Pero la experiencia no es la misma. Tiene muchas cosas mejores. Y también extraño dar vuelta el disco.

¡Sí! Ha llegado el momento de reflexionar sobre la era digital. Como es de público conocimiento, pronto el libro desaparecerá, y lo que ahora se lee en papel pasará a bits. Los arqueólogos del futuro deberán tener a mano el software correspondiente.

Pertenezco a la que debe ser la última generación que vivió a pleno el mundo analógico. Cuando crecí, es cierto, ya existían las calculadoras. No conocí un mundo sin ellas, como no conocí uno sin fotocopiadoras, aire acondicionado o autos. Pero sí conocí los discos de vinilo, y durante muchos años los disfruté.

En los ’80 había dos maneras de escuchar música grabada: discos o casetes. Los dos tenían ventajas. El disco permitía elegir canciones sin que hiciera falta estar media hora rebobinando y adivinando en qué parte de la cinta iba a estar. El casete, por su parte, era más portátil y también permitía grabar (a menos que estuviera activada la protección contra escritura, que se arreglaba con un poco de cinta Scotch).

Siempre me gustó más el disco. Me gustaba ubicar la púa de mi Wincofón en la canción que quería, y jugar con las velocidades. Podía ponerlo en 16, 33, 45 y 78 revoluciones por minuto. Si ponía al disco muy despacio, sonaba grave y pastoso. Si lo ponía muy rápido, sonaba agudo. Me acuerdo de un disco simple que tenía una canción en castellano y del otro lado (discos y casetes tenían dos lados) la misma en francés. No hay nada más divertido que escuchar una canción en francés a 78 rpm.

Claro que había desventajas. Los discos no sólo eran grandes, también se rallaban. Había que evitar dejarlos al sol (ese simple en castellano y francés terminó sus días todo doblado por acción de le soleil). Los casetes patinaban, había que limpiar los cabezales, y nunca sonaban demasiado bien. Nunca entendí a la gente que tenían al casete como medio básico para reproducir música. Para mí que no les importaba la música.

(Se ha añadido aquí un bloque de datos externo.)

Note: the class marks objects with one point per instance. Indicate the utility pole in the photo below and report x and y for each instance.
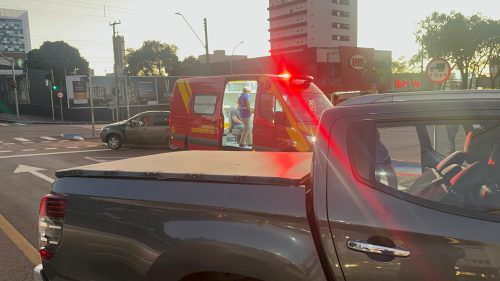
(206, 45)
(207, 59)
(14, 84)
(116, 70)
(51, 82)
(15, 88)
(91, 95)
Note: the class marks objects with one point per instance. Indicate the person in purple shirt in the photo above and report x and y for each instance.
(245, 114)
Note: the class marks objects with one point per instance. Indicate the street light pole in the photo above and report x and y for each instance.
(12, 61)
(207, 58)
(232, 53)
(205, 45)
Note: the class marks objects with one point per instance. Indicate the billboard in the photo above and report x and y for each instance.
(141, 91)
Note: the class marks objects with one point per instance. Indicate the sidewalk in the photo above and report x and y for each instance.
(81, 131)
(32, 119)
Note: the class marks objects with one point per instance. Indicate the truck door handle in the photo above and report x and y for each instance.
(365, 247)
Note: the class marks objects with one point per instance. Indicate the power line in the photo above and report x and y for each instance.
(95, 8)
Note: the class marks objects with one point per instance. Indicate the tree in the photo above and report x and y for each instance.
(464, 41)
(154, 58)
(189, 66)
(60, 57)
(401, 65)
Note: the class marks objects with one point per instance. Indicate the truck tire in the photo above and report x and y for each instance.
(114, 141)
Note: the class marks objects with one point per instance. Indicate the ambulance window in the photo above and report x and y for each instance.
(266, 106)
(204, 104)
(269, 106)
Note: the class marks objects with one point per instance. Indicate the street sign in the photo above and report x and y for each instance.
(438, 70)
(358, 62)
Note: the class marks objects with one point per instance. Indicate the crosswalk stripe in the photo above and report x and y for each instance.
(22, 139)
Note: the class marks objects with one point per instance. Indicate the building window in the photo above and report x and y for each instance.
(342, 2)
(341, 25)
(339, 13)
(344, 14)
(340, 38)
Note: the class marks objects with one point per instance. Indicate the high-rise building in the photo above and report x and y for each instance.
(299, 24)
(14, 32)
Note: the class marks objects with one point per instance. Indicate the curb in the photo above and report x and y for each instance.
(49, 122)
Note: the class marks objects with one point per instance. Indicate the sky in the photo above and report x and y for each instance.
(382, 24)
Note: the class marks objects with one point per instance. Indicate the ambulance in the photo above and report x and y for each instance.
(285, 112)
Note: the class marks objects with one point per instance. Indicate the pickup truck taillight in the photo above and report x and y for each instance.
(50, 223)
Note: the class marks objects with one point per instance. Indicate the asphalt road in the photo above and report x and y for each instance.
(20, 193)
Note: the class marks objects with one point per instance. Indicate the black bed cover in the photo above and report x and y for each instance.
(281, 168)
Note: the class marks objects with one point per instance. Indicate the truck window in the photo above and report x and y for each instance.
(204, 104)
(160, 120)
(459, 168)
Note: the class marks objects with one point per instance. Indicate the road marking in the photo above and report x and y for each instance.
(52, 153)
(34, 171)
(21, 243)
(22, 139)
(103, 159)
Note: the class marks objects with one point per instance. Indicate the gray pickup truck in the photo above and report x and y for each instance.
(402, 187)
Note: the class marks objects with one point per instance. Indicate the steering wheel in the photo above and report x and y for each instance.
(470, 179)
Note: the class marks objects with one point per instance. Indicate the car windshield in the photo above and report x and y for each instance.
(306, 99)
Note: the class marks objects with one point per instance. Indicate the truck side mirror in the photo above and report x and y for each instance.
(280, 119)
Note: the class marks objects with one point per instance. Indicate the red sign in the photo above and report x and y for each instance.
(404, 83)
(357, 62)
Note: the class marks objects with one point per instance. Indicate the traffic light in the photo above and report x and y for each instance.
(12, 83)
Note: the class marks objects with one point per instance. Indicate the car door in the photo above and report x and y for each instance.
(270, 125)
(159, 131)
(387, 224)
(135, 132)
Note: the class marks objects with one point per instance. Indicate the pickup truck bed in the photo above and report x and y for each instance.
(160, 218)
(284, 168)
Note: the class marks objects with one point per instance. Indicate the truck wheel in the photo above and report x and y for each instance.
(114, 141)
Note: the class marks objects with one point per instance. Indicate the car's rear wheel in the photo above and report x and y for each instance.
(114, 141)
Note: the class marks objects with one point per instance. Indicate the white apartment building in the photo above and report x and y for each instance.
(14, 31)
(299, 24)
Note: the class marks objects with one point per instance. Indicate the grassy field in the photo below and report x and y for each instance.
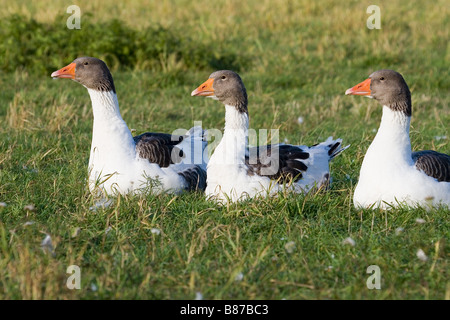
(296, 58)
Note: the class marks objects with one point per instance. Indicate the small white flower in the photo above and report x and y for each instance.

Hacia 1992 se produjo la transición al CD. El disco compacto permitía elegir los tracks, y tenía una capacidad mayor que la de los discos. Un álbum entero entraba dentro del lado único, y había discos como el Greatest Hits II de Queen que duraban como 80 minutos. El reproductor venía con una pantallita que permitía saber qué track estaba reproduciéndose, cuánto tiempo iba y algunos otros datos opcionales como cuánto faltaba. También se podía programar el reproductor para escuchar los temas en un orden determinado, o repetir, o escuchar al azar.

Era un mundo nuevo de posibilidades. Pero el CD no se podía reproducir en 78. No se podía jugar con la música. Existía una distancia, no había la intimidad que tenía el disco. Para escuchar un CD, había que ponerlo en un compartimiento cerrado, y dejar que el aparato hiciera lo suyo. El control por software venía con el precio de esa pérdida de familiaridad. El CD, además, no se podía grabar, por lo tanto convivió con los casetes durante un buen tiempo.

Otros formatos seguían siendo analógicos. El video en VHS persistió diez años más que el CD, hasta que fue reemplazado por el DVD. Realmente no se extraña al VHS. El DVD tiene sus problemas, pero el VHS tenía todas las desventajas de un casete. Los video clubs tenían que poner multas para que la gente se tomara la pequeña molestia de rebobinarlos. Era fácil que la cinta se atascara. Pero tenían la posibilidad de grabar la televisión, cosa que todavía no ha sido propiamente reemplazada (los equivalentes del TiVo no son populares por acá).

Otra transición fue la de las fotos. Seguramente es difícil explicar a alguien que nació hace poco que antes las fotos no se podían ver instantáneamente, y en todo caso sacar otra. Había que revelarlas. Para eso había que esperar que se terminara el rollo, que como mucho tenía 36 fotos. Era necesario mandarlo a un laboratorio, donde imprimían las fotos y entregaban los negativos, por si alguna vez alguien quería hacer alguna copia extra.

Quedan pocos medios analógicos. La televisión lentamente va imponiendo la alternativa digital, y en algún momento cesarán las transmisiones tradicionales para ser reemplazadas por las de alta definición. La radio sigue siendo todavía lo mismo que antes, supongo que en algún lado habrá planes para digitalizarlas también. Mientras tanto, millones de radios del mundo se pueden escuchar digitalizadas online, de forma que el rango de transmisión ya es relativo.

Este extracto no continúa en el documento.